# Hypocycloid: A Mysterious Curve.

1. Feb 28, 2013

### Tenshou

1. The problem statement, all variables and given/known data
The hypocycloid is the plane curve generated by a point $P$ on the circumference of a circle $C$, as this circle rolls with out sliding on the interior of the fixed circle $C_0$. If $C$ has a fixed radius of $r$ and $C_0$ is at the origin with radius $r_0$ and the initial location of the point $P$ is at $(r_{0}, 0)$, what is the representation of a hypocycloid

2. Relevant equations

3. The attempt at a solution

I didn't know how to start but to draw a picture. then I thought about the Epicycloid... these curves are related? I didn't know what to do so I played around, and I don't know if they are right or not. s.th. $\delta_{0} = ((r+r_{0})/(r_{0}))\theta$ $(r+r_{0})cos(\delta_{0})-r cos(\delta_{0}) + (r+r_{0})sin(\delta_{0}) + r sin(\delta_{0})$ I know this isn't right but just what I was thinking they could be...

2. Mar 1, 2013

3. Mar 1, 2013

### Tenshou

That isn't much help, =/ I thought someone would be able to work out the problem and tell me how they got the answer because it doesn't make sense, I am not looking for the answer I am looking for a solution... I know it sounds redundant, but look... I know the answer already but I do not know how to reach the solution, so if anyone can help me out that would be awesome

4. Mar 1, 2013

### Whovian

Well, first you can try to express it parametrically.
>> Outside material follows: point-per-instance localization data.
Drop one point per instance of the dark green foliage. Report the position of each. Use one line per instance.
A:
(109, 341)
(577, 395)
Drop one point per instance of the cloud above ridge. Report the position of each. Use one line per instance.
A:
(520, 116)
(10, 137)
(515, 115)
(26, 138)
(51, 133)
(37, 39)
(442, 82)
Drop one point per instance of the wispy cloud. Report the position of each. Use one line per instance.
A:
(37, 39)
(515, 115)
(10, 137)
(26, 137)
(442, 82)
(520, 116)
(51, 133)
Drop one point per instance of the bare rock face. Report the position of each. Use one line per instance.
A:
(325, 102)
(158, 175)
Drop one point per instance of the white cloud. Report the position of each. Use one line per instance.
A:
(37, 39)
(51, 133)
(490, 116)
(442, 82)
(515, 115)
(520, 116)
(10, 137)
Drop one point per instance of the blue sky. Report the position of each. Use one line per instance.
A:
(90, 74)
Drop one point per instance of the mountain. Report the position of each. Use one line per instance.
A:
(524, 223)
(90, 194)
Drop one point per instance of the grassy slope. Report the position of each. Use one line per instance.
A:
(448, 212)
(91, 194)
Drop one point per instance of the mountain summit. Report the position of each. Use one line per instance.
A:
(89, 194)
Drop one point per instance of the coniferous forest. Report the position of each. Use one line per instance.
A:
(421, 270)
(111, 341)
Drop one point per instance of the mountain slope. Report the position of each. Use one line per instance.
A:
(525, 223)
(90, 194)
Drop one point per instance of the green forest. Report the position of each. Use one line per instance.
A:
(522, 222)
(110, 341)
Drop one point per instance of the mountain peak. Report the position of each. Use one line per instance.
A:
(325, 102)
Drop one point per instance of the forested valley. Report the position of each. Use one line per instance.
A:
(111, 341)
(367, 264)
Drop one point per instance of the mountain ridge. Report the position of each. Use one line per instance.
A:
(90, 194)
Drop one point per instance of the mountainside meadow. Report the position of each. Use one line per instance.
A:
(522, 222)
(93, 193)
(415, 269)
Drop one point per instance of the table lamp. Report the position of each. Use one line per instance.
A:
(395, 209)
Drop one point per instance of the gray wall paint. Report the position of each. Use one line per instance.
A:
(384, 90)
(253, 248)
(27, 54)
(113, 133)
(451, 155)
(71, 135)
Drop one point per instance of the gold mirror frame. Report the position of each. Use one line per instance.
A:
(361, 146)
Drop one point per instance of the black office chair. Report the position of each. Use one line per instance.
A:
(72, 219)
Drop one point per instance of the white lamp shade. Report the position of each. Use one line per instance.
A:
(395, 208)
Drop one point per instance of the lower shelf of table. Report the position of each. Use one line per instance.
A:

Let t be a time parameter (letting the circle roll with constant angular velocity,) and try to find x and y in terms of t. Then it's possible to just convert back to rectangular by solving for a relationship between x and y.

5. Mar 1, 2013

### haruspex

Ok, that was not clear. In the equations at http://en.wikipedia.org/wiki/Hypocycloid#Properties, the centre of the small circle, O', is at location (R-r, θ) in polar coordinates. Suppose P is at (r, ψ) in polar coordinates relative to O'. rψ = (R-r)θ (do you see why?). Converting to Cartesian and adding up the x and y coordinates separately gives the equations.